December 21, 2016

Princeton Art Museum Digitization Project Focuses on Photographer Minor White

TREASURES FROM THE MINOR WHITE ARCHIVE: This picture of two women, taken in 1949 in San Francisco, is among the thousands of images in the archive available on Princeton University Art Museum’s website.

The recent announcement that more than 5,000 images and related material by American modernist photographer Minor White are now available through the Princeton University Art Museum’s website was welcome news, and not just for those already familiar with Mr. White’s groundbreaking work.

The site, which was funded in part by the Institute of Museum and Library Services, is geared also to the uninitiated who might see one of Mr. White’s photographs and be curious about seeing more. “We worked very hard to imagine a user who might not be familiar and know exactly how to begin exploring White’s work on the site,” said Katherine Bussard, the museum’s Peter C. Bunnell Curator of Photography. “The searchability was very important to us. You can go by any number of key words, geographic locations, or subjects.”
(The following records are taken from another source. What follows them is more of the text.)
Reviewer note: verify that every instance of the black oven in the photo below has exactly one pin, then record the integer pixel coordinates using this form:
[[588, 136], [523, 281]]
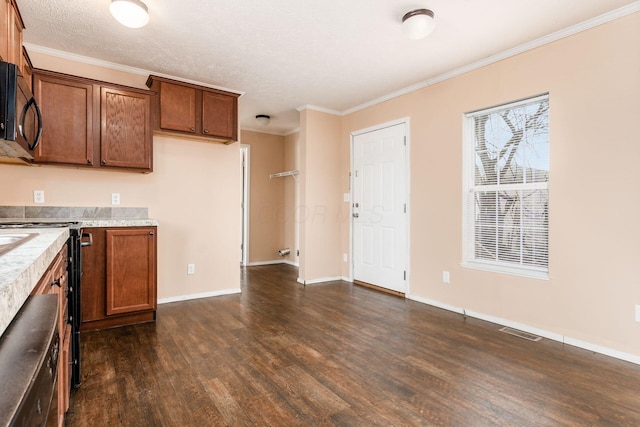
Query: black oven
[[74, 270], [20, 119]]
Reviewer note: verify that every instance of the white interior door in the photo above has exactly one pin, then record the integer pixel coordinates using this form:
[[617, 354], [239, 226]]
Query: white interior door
[[379, 217]]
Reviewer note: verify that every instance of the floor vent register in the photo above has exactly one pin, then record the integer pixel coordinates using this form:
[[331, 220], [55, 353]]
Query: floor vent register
[[520, 334]]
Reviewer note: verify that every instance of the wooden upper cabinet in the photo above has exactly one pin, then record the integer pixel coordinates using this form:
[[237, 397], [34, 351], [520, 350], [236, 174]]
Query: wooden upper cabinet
[[15, 35], [125, 133], [11, 27], [219, 115], [192, 110], [93, 124], [177, 107], [66, 106], [27, 68]]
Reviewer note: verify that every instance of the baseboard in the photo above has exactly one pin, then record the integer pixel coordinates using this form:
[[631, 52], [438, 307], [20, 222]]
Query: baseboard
[[198, 296], [320, 280], [256, 263], [272, 262], [526, 328]]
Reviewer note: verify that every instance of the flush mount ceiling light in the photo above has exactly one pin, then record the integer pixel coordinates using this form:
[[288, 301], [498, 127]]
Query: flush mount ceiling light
[[418, 23], [130, 13], [263, 119]]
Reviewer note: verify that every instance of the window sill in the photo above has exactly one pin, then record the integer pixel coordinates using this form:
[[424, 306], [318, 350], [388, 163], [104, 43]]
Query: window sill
[[503, 269]]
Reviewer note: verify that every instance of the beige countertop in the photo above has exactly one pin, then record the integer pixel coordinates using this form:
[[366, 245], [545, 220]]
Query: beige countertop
[[22, 267]]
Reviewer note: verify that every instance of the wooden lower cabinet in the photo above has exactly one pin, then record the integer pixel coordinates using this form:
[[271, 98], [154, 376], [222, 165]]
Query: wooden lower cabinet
[[119, 277], [55, 281]]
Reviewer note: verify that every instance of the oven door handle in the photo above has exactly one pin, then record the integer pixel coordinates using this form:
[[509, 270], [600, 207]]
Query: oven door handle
[[87, 243]]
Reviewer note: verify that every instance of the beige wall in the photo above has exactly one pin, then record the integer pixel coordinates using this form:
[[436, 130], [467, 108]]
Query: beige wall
[[266, 206], [193, 192], [594, 83], [320, 196], [291, 196]]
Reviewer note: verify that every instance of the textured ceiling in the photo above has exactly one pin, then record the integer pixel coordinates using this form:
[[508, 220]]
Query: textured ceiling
[[283, 54]]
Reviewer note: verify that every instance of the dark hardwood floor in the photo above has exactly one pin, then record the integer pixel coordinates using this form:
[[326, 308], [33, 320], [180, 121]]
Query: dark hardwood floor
[[281, 354]]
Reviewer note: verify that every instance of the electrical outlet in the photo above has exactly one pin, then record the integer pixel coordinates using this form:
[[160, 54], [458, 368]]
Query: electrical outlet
[[38, 196]]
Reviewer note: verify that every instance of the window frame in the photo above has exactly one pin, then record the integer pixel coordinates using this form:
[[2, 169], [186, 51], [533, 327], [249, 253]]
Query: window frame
[[470, 188]]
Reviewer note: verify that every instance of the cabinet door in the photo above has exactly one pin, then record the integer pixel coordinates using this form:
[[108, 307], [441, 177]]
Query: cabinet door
[[92, 292], [125, 137], [131, 270], [67, 119], [177, 108], [219, 115]]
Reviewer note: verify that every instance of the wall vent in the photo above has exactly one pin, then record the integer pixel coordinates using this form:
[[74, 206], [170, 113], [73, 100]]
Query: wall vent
[[520, 334]]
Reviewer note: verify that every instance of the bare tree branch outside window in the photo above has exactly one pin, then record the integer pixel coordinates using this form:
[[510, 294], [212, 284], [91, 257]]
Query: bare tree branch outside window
[[511, 199]]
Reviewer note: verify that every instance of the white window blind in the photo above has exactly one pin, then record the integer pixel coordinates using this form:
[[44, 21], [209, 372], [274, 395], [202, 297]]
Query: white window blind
[[506, 188]]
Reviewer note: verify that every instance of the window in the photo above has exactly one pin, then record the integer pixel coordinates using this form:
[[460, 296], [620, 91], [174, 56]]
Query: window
[[506, 188]]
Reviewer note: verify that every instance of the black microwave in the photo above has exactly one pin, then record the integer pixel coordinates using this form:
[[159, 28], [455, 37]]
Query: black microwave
[[20, 119]]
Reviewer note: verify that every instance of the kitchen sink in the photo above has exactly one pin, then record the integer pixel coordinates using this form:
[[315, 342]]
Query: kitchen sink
[[12, 241]]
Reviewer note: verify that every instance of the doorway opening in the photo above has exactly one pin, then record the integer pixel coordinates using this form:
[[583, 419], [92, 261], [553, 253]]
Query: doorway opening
[[244, 204]]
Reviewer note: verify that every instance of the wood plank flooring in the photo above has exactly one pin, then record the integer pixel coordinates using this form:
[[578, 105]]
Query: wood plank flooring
[[281, 354]]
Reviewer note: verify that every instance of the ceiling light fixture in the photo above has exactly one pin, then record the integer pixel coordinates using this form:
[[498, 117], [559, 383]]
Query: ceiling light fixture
[[263, 119], [130, 13], [418, 23]]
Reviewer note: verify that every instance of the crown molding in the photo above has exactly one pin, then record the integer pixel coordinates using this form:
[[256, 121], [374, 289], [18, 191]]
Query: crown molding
[[550, 38], [320, 109], [117, 67], [268, 132]]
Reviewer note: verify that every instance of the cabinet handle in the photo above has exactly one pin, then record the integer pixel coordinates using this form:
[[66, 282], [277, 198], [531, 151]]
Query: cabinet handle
[[87, 243]]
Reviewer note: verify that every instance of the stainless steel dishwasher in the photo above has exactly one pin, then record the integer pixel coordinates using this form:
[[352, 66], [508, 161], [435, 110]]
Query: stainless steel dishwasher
[[29, 350]]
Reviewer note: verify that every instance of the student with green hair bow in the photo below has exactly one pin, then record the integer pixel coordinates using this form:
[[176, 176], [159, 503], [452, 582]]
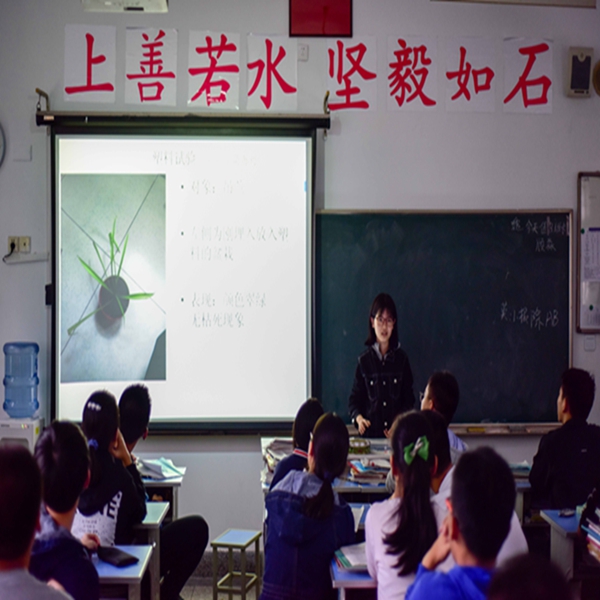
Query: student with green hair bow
[[400, 530]]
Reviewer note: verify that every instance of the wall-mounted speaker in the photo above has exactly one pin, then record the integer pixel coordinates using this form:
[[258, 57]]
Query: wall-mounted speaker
[[580, 72]]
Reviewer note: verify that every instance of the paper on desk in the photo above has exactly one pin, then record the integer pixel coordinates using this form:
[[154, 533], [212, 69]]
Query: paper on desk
[[159, 468], [357, 512], [355, 555]]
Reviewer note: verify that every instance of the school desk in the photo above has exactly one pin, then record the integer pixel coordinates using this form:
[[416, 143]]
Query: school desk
[[129, 577], [148, 532], [350, 582], [168, 489], [563, 532]]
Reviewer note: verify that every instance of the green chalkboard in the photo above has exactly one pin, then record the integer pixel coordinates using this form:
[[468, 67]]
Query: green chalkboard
[[483, 295]]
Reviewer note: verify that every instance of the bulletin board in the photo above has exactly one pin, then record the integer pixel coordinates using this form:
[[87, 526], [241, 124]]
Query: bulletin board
[[588, 253]]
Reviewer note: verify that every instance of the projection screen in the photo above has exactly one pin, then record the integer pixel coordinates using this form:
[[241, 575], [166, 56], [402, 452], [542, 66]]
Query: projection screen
[[183, 262]]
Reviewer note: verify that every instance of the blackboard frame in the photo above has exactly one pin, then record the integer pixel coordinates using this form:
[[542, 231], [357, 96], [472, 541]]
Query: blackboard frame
[[588, 223], [508, 426]]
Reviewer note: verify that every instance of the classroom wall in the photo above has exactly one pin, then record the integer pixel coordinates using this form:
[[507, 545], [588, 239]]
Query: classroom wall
[[377, 160]]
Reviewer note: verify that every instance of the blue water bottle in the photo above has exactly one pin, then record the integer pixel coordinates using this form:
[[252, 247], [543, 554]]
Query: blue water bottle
[[21, 379]]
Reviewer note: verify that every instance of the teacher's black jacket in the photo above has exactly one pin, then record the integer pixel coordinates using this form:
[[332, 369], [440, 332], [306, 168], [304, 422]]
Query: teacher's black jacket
[[382, 389]]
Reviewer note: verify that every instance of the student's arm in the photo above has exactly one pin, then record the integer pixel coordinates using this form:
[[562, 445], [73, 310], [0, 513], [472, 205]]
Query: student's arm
[[357, 403], [439, 550], [407, 397], [540, 475], [370, 533]]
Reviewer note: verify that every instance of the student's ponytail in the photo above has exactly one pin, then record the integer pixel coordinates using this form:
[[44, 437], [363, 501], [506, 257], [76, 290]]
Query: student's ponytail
[[99, 424], [330, 451], [413, 456]]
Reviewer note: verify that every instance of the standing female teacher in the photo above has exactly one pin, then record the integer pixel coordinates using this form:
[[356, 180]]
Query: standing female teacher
[[383, 382]]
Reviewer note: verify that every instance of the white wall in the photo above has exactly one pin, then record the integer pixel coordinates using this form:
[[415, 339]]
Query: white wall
[[377, 160]]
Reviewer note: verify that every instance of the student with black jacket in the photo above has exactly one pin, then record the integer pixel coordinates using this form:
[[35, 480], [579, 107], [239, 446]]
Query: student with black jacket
[[115, 501]]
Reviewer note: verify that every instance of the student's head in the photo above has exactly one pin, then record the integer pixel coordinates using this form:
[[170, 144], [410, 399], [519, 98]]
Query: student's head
[[20, 497], [62, 455], [482, 501], [442, 395], [306, 418], [100, 419], [441, 443], [383, 321], [412, 464], [529, 577], [327, 456], [134, 412], [100, 424], [576, 396]]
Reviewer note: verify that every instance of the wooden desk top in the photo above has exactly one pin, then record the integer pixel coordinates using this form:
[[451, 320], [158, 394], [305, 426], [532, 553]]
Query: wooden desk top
[[565, 526], [155, 514], [109, 574]]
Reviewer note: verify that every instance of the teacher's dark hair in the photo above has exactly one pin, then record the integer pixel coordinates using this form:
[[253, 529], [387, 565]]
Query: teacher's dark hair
[[100, 423], [382, 303], [330, 445], [416, 528]]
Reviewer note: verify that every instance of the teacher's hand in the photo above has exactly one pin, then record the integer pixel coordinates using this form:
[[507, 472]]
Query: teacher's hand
[[363, 424]]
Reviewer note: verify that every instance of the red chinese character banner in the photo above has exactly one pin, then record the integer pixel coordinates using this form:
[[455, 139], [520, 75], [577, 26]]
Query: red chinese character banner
[[412, 73], [272, 73], [151, 66], [527, 75], [214, 70], [470, 74], [90, 59], [352, 74]]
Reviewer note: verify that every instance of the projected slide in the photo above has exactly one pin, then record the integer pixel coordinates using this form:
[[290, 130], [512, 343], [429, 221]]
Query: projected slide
[[183, 263]]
Type in “winter,” for instance, and haunting black and white images of snow-covered landscapes, slushy New York streets, and close-ups of icicles appear — lots of them. Male nudes is another category with numerous entries. A “word cloud” offers ideas of some keywords that might pique curiosity.

Minor White, who died in 1976 at the age of 68, is considered one of the most important photographic artists and teachers active during the 30 years after World War II. Born in Minneapolis, he was given a Brownie camera by his grandfather when he was seven years old. According to a timeline on the website, he learned the basics of photography while studying botany at the University of Minnesota and making photomicrograph transparencies of algae.
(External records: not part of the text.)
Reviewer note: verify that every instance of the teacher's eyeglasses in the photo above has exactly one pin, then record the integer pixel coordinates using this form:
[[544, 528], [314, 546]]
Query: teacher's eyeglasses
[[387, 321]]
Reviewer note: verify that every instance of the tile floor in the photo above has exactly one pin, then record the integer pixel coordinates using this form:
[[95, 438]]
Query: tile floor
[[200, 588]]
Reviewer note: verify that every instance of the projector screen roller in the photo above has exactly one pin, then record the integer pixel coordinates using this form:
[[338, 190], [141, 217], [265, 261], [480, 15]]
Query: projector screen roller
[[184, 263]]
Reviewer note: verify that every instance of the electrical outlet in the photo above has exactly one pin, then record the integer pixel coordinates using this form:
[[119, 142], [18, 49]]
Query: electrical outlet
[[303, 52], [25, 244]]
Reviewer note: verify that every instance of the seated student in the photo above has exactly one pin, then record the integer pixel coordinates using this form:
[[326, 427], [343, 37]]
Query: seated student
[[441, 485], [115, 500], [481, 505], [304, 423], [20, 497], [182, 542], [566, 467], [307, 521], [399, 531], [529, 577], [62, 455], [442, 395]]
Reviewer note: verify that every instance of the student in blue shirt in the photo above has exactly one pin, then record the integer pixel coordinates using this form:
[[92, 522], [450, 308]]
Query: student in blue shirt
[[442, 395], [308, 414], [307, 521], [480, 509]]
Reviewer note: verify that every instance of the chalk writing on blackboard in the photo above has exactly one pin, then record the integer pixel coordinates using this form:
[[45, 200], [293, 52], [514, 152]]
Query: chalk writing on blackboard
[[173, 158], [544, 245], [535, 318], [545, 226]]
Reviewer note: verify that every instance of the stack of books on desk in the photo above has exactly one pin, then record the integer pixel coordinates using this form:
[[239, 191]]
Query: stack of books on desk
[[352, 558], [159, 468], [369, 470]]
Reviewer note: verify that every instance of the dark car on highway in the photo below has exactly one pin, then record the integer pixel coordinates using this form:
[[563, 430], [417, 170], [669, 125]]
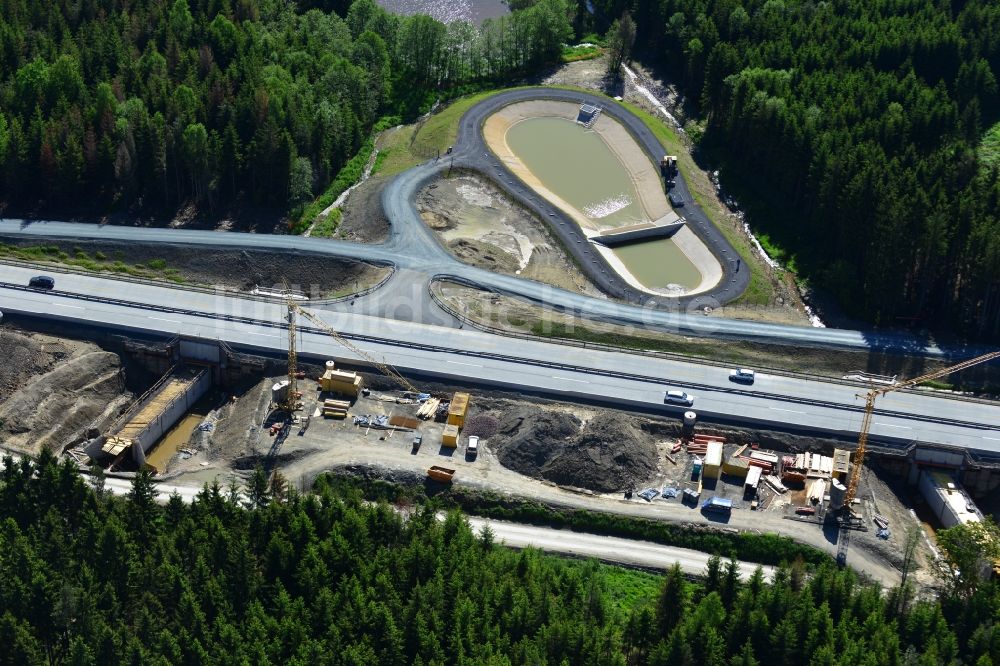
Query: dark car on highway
[[42, 282]]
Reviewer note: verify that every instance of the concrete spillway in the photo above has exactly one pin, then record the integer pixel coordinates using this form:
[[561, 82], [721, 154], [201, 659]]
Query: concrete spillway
[[157, 411], [633, 233]]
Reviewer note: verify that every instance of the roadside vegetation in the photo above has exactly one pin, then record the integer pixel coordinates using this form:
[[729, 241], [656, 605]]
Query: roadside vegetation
[[154, 269], [158, 106], [758, 548], [852, 134], [275, 576]]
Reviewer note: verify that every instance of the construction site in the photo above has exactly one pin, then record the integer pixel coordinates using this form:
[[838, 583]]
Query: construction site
[[196, 412]]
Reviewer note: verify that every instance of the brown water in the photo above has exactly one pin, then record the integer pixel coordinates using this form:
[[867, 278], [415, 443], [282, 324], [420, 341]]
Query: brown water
[[176, 438], [578, 166], [657, 263]]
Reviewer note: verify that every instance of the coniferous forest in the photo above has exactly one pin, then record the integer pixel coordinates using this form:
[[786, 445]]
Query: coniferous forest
[[325, 578], [148, 104], [852, 130]]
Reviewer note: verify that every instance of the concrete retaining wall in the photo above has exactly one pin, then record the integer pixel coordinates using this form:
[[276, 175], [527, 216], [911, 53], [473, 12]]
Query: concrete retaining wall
[[170, 414]]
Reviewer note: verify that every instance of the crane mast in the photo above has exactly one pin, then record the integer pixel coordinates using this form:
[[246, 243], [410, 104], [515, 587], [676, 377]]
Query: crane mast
[[866, 421]]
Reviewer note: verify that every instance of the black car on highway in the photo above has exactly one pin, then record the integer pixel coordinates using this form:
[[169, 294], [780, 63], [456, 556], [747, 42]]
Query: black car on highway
[[42, 282]]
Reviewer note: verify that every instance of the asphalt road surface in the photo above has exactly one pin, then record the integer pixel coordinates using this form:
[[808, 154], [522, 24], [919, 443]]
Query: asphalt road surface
[[608, 549], [411, 246], [616, 379]]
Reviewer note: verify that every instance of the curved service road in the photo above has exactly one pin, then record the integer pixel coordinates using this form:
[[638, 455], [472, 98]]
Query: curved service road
[[413, 248]]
He went on to have a busy career that included teaching at California Institute of Fine Arts, Massachusetts Institute of Technology, and Rochester institute of Technology, founding the photography magazine Aperture. “Minor White is one of the most important figures in 20th Century American photography,” said Ms. Bussard. “This is not only because of his images, but especially because of the role he had as a teacher. If you look at any number of photographers who came in the decades after him, all roads lead back to him.

“The images are arresting and sometimes quite mystical,” she continued. “They are formally very beautiful. But the reach of his legacy does have a lot to do with his role as a teacher.”

Mr. White’s Princeton connection dates from a one-day workshop in 1974 organized by his former student, photography professor and curator Peter C. Bunnell. Mr. White donated his archive to the University in 1976. “My understanding is that he was deeply impressed with how seriously photography was being taken at Princeton,” said Ms. Bussard. “Bunnell’s was the first endowed professorship within a university art history department to teach photography.”

The Minor White Photographic Archive is a digitization and cataloging project begun in 2014. It marks the first time there is online access to more than 6,000 finished prints, artist’s proof cards, and bibliographic history. Plans are for the entire archive — more than 26,000 items including 19,000 artist’s negatives and 7,000 undocumented, finished photographs, along with correspondence, personal and published writings — will be made available online.

The launch of the new Minor White Archive is part of the museum’s recently established Minor White Project, described in a press release as “a comprehensive effort to consider and deploy opportunities to exhibit, publish, research, acquire, and reconsider White’s work and legacy.” Mr. Bunnell curated the exhibit “Minor White: The Eye That Shapes” in 1989, which traveled to six other venues including the Museum of Modern Art in New York, the Museum of Fine Arts in Boston, and the San Francisco Museum of Modern Art.

Ms. Bussard has overseen the Minor White Project, along with an advisory committee of experts. Going through the images over the past two years, she made some interesting discoveries. “He is well known for the male nudes and a certain kind of landscape photography, but the big surprise for me was just how many times, especially early in his career, he was really a street photographer,” she said.

“There are wonderful images of the historic waterfront in Portland, Oregon, where he spent a lot of time. In San Francisco, he was working with modernist architects of the day to document their buildings. He had a real sensitivity to the built environment that I was not that familiar with. I had thought of him as someone more tied to the land and the landscape.”

The museum displays works by Mr. White on a rotating basis. Currently, one of his famous sequences, “The Sound of One Hand Clapping,” is on view as part of a show in the Asian Gallery.

The website is the single most comprehensive guide to Mr. White’s process and career. “We have worked hard to make it accessible, and hopefully there is something for everyone,” Ms. Bussard said. To access the archive, visit artmuseum.princeton.edu/MWA.